Q: Incanto, your SF restaurant, is know for its “Leg of Beast” and whole pig offerings. What album would pair with  that dining experience?

Music is a very personal thing so I’m sure that everyone would look at different criteria when pairing an album to a leg of beast or a whole pig.  Aside from it being a personal choice, I think it also depends on the mood of the event.  Personally, I would select “Paul’s Boutique” from the Beastie Boys.

Q: Outside of the kitchen, you’re a part-time professional endurance Mountain Biker. The phrase “single-gear m**ountain bike” makes our legs hurt, what about the sport appeals to you? **

What drew me to single speed mountain biking was the sheer strength and accountability that it demands.  Your performance falls entirely on you when you strip the bike of all its amenities.  In essence, win or lose, there is nothing to hide behind.  When you really take the time to analyze it, ultra endurance is very similar to cooking because it comes down to exerting energy, concentration and passion for long amounts of time.  It’s an amazing way to ride.  Due to an injury, I retired from bike racing 5 years ago but it’s still a great way for me to blow off steam.

Q: You’re kind of the contemporary God Father of offal cuisine. What took you down that path? What’s it like being the face of a movement?
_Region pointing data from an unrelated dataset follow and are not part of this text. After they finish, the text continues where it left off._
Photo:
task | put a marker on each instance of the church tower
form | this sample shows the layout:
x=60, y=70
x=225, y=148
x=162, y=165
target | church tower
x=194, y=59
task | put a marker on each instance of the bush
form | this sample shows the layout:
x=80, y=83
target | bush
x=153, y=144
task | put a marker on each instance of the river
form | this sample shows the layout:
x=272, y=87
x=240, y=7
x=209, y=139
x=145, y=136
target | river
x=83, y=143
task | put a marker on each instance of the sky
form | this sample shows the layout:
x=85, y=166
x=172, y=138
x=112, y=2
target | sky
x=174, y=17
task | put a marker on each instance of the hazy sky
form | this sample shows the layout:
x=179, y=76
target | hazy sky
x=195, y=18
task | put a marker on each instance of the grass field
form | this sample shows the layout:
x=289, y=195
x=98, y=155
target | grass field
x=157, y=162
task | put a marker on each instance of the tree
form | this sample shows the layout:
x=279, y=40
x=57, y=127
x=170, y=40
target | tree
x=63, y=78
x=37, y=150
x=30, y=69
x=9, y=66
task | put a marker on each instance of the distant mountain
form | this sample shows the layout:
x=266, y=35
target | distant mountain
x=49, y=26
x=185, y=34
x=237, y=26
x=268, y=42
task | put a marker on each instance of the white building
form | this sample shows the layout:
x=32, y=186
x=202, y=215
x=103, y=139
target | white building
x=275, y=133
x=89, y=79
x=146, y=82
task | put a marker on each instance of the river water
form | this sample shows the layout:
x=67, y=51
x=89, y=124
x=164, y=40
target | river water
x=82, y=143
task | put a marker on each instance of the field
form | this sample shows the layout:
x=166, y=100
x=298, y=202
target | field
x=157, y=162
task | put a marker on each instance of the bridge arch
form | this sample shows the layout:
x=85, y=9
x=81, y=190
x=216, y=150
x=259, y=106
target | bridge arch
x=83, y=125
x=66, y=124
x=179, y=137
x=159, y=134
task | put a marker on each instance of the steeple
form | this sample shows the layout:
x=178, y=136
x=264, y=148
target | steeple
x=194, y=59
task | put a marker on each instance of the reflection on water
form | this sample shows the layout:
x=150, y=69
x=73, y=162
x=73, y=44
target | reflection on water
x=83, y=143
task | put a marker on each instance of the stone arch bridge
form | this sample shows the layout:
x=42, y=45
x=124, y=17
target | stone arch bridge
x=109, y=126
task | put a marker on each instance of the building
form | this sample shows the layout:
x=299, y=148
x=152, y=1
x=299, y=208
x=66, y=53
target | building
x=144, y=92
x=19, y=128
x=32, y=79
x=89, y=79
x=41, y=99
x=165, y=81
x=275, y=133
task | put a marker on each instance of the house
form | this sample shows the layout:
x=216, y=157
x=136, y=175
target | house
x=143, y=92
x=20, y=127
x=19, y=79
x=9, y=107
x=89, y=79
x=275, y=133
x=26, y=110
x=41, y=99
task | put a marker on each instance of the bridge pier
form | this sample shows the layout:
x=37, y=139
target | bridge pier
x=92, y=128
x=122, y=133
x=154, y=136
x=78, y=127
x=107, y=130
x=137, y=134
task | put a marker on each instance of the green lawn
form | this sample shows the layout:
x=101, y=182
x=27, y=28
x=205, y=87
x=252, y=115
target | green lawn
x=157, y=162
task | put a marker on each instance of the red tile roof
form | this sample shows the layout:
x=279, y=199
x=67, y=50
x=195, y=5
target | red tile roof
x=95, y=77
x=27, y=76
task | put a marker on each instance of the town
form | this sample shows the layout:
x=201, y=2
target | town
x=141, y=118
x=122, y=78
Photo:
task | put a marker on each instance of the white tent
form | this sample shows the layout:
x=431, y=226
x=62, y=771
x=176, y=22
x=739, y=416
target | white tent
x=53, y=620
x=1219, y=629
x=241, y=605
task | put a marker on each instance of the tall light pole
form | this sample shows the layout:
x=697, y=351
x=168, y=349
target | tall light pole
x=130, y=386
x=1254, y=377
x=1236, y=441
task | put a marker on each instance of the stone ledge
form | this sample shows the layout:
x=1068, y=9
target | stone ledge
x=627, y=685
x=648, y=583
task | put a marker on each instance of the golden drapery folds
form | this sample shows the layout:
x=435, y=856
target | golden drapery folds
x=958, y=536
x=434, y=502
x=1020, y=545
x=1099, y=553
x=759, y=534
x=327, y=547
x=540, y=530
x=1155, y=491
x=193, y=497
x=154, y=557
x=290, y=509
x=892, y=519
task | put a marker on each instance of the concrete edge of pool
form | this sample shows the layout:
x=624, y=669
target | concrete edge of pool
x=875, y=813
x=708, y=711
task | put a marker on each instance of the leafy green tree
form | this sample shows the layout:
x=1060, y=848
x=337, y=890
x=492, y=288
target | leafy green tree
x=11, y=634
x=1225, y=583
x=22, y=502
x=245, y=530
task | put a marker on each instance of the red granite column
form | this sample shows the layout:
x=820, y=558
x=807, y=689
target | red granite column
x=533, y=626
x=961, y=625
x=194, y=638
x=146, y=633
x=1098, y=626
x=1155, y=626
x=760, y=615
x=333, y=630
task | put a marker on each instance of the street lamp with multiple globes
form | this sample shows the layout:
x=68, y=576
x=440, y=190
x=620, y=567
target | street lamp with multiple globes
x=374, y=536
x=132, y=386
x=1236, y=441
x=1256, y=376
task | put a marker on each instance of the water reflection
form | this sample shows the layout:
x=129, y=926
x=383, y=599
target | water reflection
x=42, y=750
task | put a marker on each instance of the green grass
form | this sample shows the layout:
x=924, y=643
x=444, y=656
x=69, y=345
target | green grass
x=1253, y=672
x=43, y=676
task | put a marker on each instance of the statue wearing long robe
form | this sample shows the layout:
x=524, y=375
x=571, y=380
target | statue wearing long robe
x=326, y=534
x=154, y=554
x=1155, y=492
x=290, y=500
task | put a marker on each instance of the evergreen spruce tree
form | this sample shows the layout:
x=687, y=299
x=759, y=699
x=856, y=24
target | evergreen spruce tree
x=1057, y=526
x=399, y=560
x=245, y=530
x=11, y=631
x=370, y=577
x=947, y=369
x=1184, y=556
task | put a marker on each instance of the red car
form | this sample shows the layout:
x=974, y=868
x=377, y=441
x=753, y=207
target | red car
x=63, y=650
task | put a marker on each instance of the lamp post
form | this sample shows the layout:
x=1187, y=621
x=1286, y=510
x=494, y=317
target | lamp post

I do not consider myself to be the God Father of anything.  I am truly very humbled by the rich history of foods of the past and it has been my goal to get people to go back to their roots in everyday meals.  It ultimately comes down to the basics of sustainability, resource preparation, and respect for the animal.  I am not a face of a movement, I am just reintroducing history one plate at a time.

Q: Your best pairing: Wine, Entree, Song

I really cannot pick just one!  Food and music are all about living in the moment and capturing the mood as it occurs.